Some psychologists maintain that comfort foods like cupcakes serve as "social surrogates," an object that becomes a stand-in for those who are absent, mimicking intimacy. A University of Buffalo study found that eating chicken soup – for subjects who identified chicken soup as a comfort food – immediately triggered memories of relationships. Certain foods may actually make us feel less lonely.

Perhaps cupcakes are winning because they serve a dual function: They conjure warm past associations, but are also the ultimate solo indulgence – single-sized and not for sharing.

Of course, those who hate cupcakes find them less comforting than infantilizing (see: #teamgrownupcake). They are too cute and sweet and hyper-feminine, an adult version of the Disney princess groundswell. In pop culture, cupcakes have become a female emancipator: In Bridesmaids, Kristen Wiig's flailing character mourns the collapse of her bakery and soothes herself by making cupcakes. The new double-dip recession sitcom 2 Broke Girls features the titular characters trying to pull themselves out of the 99 per cent by starting a cupcake business.

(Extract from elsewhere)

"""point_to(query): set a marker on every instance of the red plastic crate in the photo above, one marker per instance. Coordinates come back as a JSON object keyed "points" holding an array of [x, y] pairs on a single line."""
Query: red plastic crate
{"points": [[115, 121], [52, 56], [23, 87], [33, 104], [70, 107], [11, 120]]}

There's something appealingly subversive about women finding economic liberation through a maternal, domestic product like a cupcake. Etsy it up! But then again, maybe the gruelling work of making cupcakes is just a new kind of kitchen slavery. Perhaps frosting shouldn't be the big dream of the modern woman.

In fact, the retro emotions at the gooey centre of the cupcake trend may be a little unsavoury. Richard Coe, in When the Grass Was Taller, his study of 600 childhood autobiographies, found that nostalgia is often not about reverence for the past, but sadness for the present. He calls this "black" nostalgia: "It is not so much that the child itself, now an adult, has forever outgrown the splendours of the past, but rather that civilization and 'progress' have annihilated, perhaps totally and irretrievably, an ancient way of life and replaced it with something crude, rootless and modern. This is more than nostalgia; it is nostalgia shot through with bitterness, resentment and disgust."

What better way to swallow our modern alienation than with a pound of frosting for a mere three dollars?

The comfort food that seems poised to threaten the cupcake's dominance is baked in its own complicated associations. As a headline in The New York Times read, "Pie to Cupcake: Time's Up." In Brooklyn, hipsters are queuing for homemade caramel apple pies at Four & Twenty Blackbirds, while, in Vancouver, people will drive 90 minutes to the Airport Coffee Shop in Chilliwack for a slice. Pie may not actually be as American as Americans think (ancient Greeks liked it), but its revival hints at a desire to romanticize not just one's personal past, but a formerly glorious nationhood. If cupcakes are about me, then pie is about us. Simple and survivalist, pie may be the ultimate recession food: a sweet crust stuffed with whatever scraps are left over.